Winning Social Security Disability benefits can be an arduous process but with a little information and effort there are some simple things the claimant can do to facilitate the process. One of the most time consuming tasks for the Social Security Administration is gathering medical records for each Social Security Disability applicant. Understanding the data gathering process and helping out where possible can expedite the Social Security decision making process.

  1. The first step in the Social Security Disability application process is for the applicant or claimant to submit their Social Security Disability Insurance (SSDI) or Supplemental Security Income (SSI) application to the Social Security Administration. Applications can be completed over the phone, in person or online. Claimants who wish to meet a Social Security Representative in person will go to the Social Security Administration’s nearest field office. Appointments should be made in advance.
  2. The claimant’s SSDI or SSI application will evaluated by the Social Security Administration. In most states the agency who evaluates a Social Security Disability Insurance or Supplemental Security Income claim is called the DDS or Disability Determination Service.
  3. At the Disability Determination Service office the SSI or SSDI claim is assigned to a disability examiner. The disability examiner is responsible for sending out requests to all of the applicant’s medical providers who were listed on the application for medical information for the claimant. The M.E.R. requests or medical evidence of record requests should be completed by each doctor, clinic and hospital as soon as possible and sent back to the Social Security Administration for review. It is extremely important that the disability claimant provide an accurate and complete list of all medical personnel and clinics that have provided medical care for their disabling health conditions.

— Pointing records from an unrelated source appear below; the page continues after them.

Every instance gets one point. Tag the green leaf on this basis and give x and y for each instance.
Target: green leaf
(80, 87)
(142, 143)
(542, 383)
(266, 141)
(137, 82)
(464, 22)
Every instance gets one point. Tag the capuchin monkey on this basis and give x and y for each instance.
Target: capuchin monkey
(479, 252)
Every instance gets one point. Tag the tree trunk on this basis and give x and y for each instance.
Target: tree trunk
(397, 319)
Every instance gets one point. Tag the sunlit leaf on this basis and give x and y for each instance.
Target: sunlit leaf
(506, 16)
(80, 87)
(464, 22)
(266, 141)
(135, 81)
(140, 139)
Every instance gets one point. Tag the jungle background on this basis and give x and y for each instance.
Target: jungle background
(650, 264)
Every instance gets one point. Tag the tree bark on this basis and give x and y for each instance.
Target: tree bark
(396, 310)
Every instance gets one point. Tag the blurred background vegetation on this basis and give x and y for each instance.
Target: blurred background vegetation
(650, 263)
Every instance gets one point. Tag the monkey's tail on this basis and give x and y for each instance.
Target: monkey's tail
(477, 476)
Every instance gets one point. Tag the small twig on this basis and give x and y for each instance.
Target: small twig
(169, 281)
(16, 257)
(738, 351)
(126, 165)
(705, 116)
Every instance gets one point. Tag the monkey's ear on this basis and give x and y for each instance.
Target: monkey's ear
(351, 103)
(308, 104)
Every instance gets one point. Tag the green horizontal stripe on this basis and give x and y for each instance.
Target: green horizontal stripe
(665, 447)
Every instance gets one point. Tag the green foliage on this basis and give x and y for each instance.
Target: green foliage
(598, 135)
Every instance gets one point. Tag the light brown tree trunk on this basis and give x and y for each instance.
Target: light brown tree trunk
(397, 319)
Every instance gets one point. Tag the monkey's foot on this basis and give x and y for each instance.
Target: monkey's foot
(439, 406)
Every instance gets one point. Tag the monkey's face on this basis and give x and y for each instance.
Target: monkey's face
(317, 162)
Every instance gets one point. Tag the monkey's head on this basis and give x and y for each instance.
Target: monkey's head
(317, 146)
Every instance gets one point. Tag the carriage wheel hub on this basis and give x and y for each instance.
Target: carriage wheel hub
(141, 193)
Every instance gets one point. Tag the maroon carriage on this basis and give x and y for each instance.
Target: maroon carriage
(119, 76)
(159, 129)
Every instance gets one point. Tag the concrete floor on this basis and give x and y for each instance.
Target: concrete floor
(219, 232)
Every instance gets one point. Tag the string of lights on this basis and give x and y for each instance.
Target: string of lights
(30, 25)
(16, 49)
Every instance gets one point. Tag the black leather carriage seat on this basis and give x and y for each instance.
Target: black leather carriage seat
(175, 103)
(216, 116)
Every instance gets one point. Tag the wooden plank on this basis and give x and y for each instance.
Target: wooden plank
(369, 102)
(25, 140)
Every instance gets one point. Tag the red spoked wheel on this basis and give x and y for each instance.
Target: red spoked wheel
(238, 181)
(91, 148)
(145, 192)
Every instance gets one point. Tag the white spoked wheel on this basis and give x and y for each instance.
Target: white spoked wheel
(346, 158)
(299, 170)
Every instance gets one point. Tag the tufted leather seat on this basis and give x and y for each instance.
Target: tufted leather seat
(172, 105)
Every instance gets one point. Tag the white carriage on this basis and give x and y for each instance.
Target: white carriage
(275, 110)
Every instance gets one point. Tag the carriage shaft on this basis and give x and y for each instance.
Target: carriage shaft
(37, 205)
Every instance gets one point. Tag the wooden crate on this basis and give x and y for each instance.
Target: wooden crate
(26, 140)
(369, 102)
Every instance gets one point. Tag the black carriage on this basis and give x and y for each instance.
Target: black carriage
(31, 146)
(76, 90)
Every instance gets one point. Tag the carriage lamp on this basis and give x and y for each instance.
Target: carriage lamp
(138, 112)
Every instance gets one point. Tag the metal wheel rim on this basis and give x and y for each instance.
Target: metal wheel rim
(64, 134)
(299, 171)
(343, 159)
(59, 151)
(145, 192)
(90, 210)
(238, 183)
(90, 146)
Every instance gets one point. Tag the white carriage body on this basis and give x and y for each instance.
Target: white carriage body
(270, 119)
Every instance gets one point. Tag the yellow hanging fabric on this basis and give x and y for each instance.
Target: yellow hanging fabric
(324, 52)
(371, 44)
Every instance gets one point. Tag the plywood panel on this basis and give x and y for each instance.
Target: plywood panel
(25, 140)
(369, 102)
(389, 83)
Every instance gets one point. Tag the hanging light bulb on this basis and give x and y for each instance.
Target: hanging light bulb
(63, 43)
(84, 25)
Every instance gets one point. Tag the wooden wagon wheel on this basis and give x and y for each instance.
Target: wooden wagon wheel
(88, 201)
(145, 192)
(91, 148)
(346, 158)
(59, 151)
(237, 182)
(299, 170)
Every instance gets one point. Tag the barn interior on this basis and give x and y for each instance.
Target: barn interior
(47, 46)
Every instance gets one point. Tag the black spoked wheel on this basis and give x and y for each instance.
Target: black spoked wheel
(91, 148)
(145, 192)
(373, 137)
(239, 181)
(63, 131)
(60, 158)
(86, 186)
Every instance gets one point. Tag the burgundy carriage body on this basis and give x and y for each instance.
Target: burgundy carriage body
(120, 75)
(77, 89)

  4. The claimant’s disability case is considered “on hold” until the medical records are received and the evaluation for the Social Security Disability case can continue. Unfortunately, gathering medical records can be the most time-consuming part of the disability evaluation process and can take weeks or months. The disability examiner, who is evaluated on the number of cases they can get closed, generally makes every effort to gather records as fast as possible. Claimants who are able to provide their own medical records to the examiner may eliminate this step and expedite the decision for Social Security Disability benefits.

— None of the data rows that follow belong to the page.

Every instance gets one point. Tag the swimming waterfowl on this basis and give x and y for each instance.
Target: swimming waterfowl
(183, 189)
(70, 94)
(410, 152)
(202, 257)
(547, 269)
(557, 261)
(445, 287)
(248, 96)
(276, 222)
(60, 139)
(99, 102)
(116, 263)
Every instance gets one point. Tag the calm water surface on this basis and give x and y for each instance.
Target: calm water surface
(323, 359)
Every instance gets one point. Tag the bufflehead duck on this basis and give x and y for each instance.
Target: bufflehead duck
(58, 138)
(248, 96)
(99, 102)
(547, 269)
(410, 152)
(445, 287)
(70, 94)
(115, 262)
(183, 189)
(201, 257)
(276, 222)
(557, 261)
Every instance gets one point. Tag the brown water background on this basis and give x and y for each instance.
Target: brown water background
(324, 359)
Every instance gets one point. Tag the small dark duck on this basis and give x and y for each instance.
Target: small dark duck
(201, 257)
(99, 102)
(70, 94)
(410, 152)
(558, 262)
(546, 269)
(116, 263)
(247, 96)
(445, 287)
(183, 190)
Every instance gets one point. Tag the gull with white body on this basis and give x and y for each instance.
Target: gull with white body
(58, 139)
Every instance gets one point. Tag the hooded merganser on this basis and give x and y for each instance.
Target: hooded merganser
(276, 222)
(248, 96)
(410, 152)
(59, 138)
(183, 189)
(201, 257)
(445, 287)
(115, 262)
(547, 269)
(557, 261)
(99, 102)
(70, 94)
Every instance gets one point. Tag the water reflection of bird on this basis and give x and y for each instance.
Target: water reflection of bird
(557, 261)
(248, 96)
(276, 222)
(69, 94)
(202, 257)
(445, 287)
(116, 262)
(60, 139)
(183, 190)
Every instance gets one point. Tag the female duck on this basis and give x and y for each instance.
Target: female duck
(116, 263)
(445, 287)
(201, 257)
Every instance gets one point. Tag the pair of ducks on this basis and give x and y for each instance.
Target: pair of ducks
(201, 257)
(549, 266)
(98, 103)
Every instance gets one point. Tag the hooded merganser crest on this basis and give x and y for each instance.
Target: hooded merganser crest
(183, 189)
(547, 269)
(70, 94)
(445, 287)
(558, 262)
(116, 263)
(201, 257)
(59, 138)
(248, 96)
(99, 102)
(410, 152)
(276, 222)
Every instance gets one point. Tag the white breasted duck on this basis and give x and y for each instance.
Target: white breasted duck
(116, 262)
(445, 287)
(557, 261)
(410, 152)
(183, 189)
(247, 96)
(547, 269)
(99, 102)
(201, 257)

  5. After the disability examiner receives the claimant’s medical records they will begin to evaluate the claimant’s Social Security Disability claim and make a determination of whether or not they are physically or mentally impaired and unable to work.

Every claimant wants to know “what can I do?” The answer is very simple, do everything you can to make sure the disability examiner has accurate and complete medical records to make your disability determination. If you have copies of your medical records they can be sent to the disability examiner. Review your medical records and make sure they accurately reflect your current medical condition. Hiring a Social Security Disability attorney may also help. Social Security Disability lawyers can gather medical records and request statements from your doctors which outline your medical conditions and any residual function capacities you may have to continue working.

Do not stop going to the doctor. Receiving Social Security Disability benefits can be a lengthy process. Keep going to the doctor for your mental and physical health conditions. Continuous medical care is imperative and can provide evidence that your condition is serious and you are dedicated to getting the medical treatment you need.